Wikipedia is now introducing generative AI to help its dedicated volunteer editors. You’re not seeing a robot takeover—far from it. Instead, the Wikimedia Foundation, which runs the world’s biggest free online encyclopaedia, offers AI support to reduce the pressure on its unpaid team of editors, moderators, and content reviewers.
On Wednesday, the foundation shared its plans to include AI tools in editing. However, the goal isn’t to replace the people behind Wikipedia. It’s to make their work a little easier and give them more time to focus on what matters—checking facts, improving articles, and guiding new contributors.
Supporting editors, not replacing them
Chris Albon, Director of Machine Learning at the Wikimedia Foundation, made it clear that human editors are still the heart of the site. “We will take a human-centred approach and prioritise human agency,” he said in a statement. He also highlighted a few other important points: the foundation will favour open-source or open-weight AI systems, ensure transparency, and consider the needs of editors who work in different languages.
Albon explained that the AI tools would be used for background research, translating articles into different languages, and helping new volunteers get started. These tasks are often time-consuming and distract editors from their main job—improving Wikipedia. With AI handling the more technical parts, editors can spend more time on thoughtful content creation and review.
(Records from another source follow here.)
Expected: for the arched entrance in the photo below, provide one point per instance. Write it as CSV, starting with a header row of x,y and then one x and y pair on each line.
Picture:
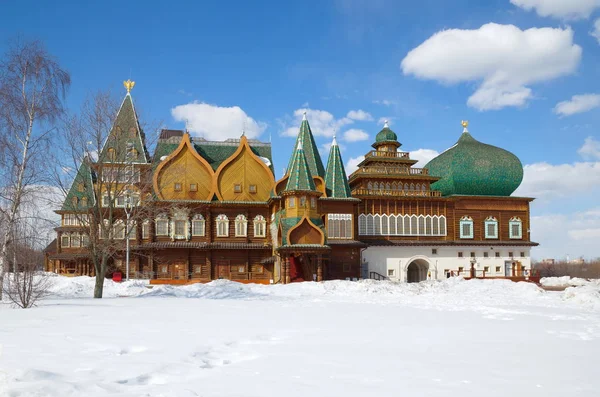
x,y
417,271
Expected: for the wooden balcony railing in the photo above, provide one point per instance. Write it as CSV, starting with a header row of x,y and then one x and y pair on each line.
x,y
405,193
391,170
377,153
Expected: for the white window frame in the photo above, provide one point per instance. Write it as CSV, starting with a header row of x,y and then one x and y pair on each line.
x,y
161,220
515,221
198,226
222,223
466,221
241,226
260,226
491,221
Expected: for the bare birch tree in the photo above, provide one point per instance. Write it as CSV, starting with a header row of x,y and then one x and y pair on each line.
x,y
33,86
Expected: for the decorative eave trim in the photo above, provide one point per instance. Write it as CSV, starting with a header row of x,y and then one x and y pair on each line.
x,y
185,142
243,145
311,224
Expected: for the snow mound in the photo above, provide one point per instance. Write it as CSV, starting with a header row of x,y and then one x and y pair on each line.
x,y
566,281
587,296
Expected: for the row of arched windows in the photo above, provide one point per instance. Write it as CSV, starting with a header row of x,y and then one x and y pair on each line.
x,y
490,225
397,186
401,225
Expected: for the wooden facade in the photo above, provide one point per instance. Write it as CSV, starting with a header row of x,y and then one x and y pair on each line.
x,y
213,210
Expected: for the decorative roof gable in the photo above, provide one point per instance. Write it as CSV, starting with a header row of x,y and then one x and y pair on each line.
x,y
311,153
299,175
336,180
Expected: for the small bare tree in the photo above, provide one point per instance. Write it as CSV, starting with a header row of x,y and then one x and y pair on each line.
x,y
26,283
32,89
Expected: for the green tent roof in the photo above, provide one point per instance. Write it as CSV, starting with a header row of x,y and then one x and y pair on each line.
x,y
336,181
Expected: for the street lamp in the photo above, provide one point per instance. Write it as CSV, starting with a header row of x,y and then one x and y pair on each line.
x,y
127,214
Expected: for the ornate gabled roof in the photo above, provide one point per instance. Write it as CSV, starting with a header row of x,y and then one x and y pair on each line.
x,y
313,159
125,135
336,181
300,177
82,187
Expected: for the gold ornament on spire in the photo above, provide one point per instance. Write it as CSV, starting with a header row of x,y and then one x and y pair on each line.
x,y
128,85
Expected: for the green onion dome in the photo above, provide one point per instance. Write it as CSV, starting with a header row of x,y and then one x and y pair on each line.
x,y
476,169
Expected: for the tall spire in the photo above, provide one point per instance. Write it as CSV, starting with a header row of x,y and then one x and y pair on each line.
x,y
126,138
336,181
300,177
313,159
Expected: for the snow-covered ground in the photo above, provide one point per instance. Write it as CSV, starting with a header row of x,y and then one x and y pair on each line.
x,y
338,338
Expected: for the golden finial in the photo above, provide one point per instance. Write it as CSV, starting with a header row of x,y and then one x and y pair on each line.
x,y
128,85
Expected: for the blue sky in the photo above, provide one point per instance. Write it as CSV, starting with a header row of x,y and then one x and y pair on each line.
x,y
504,65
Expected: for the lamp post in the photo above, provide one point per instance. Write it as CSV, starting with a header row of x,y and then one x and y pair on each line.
x,y
127,214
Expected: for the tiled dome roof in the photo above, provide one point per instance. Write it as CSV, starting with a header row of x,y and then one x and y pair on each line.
x,y
474,168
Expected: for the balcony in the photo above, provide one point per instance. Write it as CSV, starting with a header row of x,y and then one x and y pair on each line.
x,y
382,170
377,153
396,193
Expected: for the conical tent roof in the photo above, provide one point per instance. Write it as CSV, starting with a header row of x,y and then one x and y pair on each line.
x,y
299,176
311,153
336,181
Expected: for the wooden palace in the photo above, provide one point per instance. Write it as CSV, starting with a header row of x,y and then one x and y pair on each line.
x,y
204,210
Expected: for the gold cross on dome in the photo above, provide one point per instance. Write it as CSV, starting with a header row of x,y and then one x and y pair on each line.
x,y
128,85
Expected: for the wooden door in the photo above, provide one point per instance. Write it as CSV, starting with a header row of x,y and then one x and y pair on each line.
x,y
222,270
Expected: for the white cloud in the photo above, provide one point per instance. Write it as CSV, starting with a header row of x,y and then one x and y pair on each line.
x,y
574,234
423,155
563,9
546,181
382,120
590,149
217,123
355,135
596,31
352,164
359,115
503,58
322,123
385,102
577,104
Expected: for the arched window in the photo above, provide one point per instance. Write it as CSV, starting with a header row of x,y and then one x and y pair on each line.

AI tools already in use behind the scenes
Wikipedia has been using AI for a while now, just not in a direct way for its editors. The site relies on AI to spot vandalism, predict how readable an article is, and help with translations. But now, editors can work directly with AI tools as part of their editing process for the first time.
This move is part of a wider effort by the foundation to support its volunteer community. Over the past few years, the Wikimedia Foundation has added new features to make editing easier and even offered legal help to protect editors from online harassment—especially politically motivated attacks.
Battling bot overload
AI isn’t just helping Wikipedia’s editors and creating new challenges. The amount of information online is growing fast, and so is the number of bots trying to copy content from Wikipedia. Bot traffic has surged so much that it’s putting extra load on Wikipedia’s servers and has increased bandwidth usage by 50 percent.
To tackle this, the Wikimedia Foundation recently launched a project to build an open-access dataset made just for machine learning. This special version of Wikipedia content will allow AI developers to train their models without overloading the live site. The idea is to keep Wikipedia as a space for real people while supporting those who want to use its content for research and development.
So, while AI is starting to play a bigger role on Wikipedia, it’s still under human control. You won’t see articles written entirely by machines anytime soon—but you will see editors getting more help when needed.